Arkadiusz Jakubik: Broda’nın yeni yüzü. Muzipçe resmedebildiğini biliyordum. Ama uzun zamandır böyle aşırı komik bir metin okumamıştım. Bir çeşitleme mi bu? Bu bir ifşa.
Anita Wincencjusz-Patyna: Tomasz Broda’nın sanatsal yönden muhteşem ve edebi yönden esprili idraki, yazarların öz geçmişlerini üstünkörü bilen aydınlardan tutun da her yeniliği yalayıp yutan kitap kurtlarına ve tercihen sosyal medyadaki iletilerin kendileri için zorunlu bir yönelim olduğu, kitap okumaktan bunalmış öğrencilere kadar herkes için bir şölen.

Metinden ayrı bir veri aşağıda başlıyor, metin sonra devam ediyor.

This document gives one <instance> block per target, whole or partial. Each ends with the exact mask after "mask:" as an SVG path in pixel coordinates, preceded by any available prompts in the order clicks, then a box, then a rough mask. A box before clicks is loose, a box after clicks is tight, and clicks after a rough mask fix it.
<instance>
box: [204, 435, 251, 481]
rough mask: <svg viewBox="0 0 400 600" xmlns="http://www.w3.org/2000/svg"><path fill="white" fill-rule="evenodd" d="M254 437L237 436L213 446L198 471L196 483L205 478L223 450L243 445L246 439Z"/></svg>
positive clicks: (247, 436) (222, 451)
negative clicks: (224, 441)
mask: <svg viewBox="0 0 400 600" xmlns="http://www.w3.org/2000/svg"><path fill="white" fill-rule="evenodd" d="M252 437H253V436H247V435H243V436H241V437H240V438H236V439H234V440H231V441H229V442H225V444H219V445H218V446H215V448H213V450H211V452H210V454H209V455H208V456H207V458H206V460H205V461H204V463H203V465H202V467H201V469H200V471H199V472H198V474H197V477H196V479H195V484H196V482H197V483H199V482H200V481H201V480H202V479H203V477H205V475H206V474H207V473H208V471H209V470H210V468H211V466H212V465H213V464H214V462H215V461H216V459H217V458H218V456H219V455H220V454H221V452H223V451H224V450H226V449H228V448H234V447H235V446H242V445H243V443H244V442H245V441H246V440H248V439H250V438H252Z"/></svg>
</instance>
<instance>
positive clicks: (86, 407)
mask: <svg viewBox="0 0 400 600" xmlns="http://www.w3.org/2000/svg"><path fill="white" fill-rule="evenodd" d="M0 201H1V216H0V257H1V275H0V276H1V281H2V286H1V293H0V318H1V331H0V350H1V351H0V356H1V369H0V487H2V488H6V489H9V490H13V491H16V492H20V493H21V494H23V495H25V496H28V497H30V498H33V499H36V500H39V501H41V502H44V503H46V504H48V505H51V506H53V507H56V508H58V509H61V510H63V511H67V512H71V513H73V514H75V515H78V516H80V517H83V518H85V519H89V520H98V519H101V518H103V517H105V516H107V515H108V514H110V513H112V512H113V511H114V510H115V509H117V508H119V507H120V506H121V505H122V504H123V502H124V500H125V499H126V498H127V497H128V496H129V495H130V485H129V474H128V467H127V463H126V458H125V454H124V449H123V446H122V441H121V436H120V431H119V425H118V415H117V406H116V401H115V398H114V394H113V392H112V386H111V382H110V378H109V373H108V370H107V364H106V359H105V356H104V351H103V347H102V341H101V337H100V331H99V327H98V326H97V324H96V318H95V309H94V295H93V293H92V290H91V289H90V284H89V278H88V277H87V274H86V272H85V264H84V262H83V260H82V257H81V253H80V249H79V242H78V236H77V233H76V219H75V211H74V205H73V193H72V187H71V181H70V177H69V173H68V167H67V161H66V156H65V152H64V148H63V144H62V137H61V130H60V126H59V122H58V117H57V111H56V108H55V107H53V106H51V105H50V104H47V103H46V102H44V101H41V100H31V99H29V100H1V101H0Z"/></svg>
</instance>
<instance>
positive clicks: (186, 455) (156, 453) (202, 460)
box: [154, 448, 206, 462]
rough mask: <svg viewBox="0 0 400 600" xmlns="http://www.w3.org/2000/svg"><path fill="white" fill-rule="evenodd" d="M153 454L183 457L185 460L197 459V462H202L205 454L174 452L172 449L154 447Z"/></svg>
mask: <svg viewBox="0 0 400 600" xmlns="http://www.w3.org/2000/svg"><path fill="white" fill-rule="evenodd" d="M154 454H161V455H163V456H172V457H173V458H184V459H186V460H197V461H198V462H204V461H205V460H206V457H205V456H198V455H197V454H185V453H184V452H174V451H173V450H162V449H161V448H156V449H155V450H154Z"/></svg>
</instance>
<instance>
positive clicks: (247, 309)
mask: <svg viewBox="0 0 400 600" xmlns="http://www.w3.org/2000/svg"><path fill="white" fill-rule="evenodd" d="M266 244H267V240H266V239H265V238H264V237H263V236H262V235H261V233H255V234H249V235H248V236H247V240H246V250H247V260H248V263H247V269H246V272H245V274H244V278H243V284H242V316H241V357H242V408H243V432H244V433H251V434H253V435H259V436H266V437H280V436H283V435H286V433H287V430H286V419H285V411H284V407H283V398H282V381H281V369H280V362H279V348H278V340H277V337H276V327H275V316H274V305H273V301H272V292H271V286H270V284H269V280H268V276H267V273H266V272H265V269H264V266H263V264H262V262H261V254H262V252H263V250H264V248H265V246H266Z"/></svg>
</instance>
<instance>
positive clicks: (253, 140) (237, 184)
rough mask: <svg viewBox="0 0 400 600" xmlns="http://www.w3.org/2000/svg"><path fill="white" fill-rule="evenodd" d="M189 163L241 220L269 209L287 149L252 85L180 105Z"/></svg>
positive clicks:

Agnieszka Wolny-Hamkało: Aşırılıklar da, Lucifer ile crossfit de, operadaki balo da, flow da, caz da var. Ah, DJ Broda alelade bir çekmeceye kilitleyemez ki bunları. Broda basit türlere yönelmiyor, bitkin tarzlarla uğraşmıyor. Bunun için de yüzüne polonyumla zehirlenmiş araştırmacının tebessümünü takınmış bizim için. Bu bir anarşi mi, bilgelik mi? Edebi bir illüstrasyon mu bu yoksa yazar ifşaları arşivinden devşirilmiş metnin illüstrasyona nezareti mi? Tarihsel bir kayıt mı yoksa Faust’a atılmış postmodernist bir kahkaha mı? Bunların her biri olması korkutucu. Böyle oyunlar daima hürmete layıktır.
Janusz Rudnicki: Zamanda hicivsel ve fütursuz bir yolculuk gibi bir şey bu. Balonla yapılan bir yolculuk ama çuvallarda kum yerine kitabın yazarının kendileri için havai konuşma balonları çizdiği o yazarların külleri var.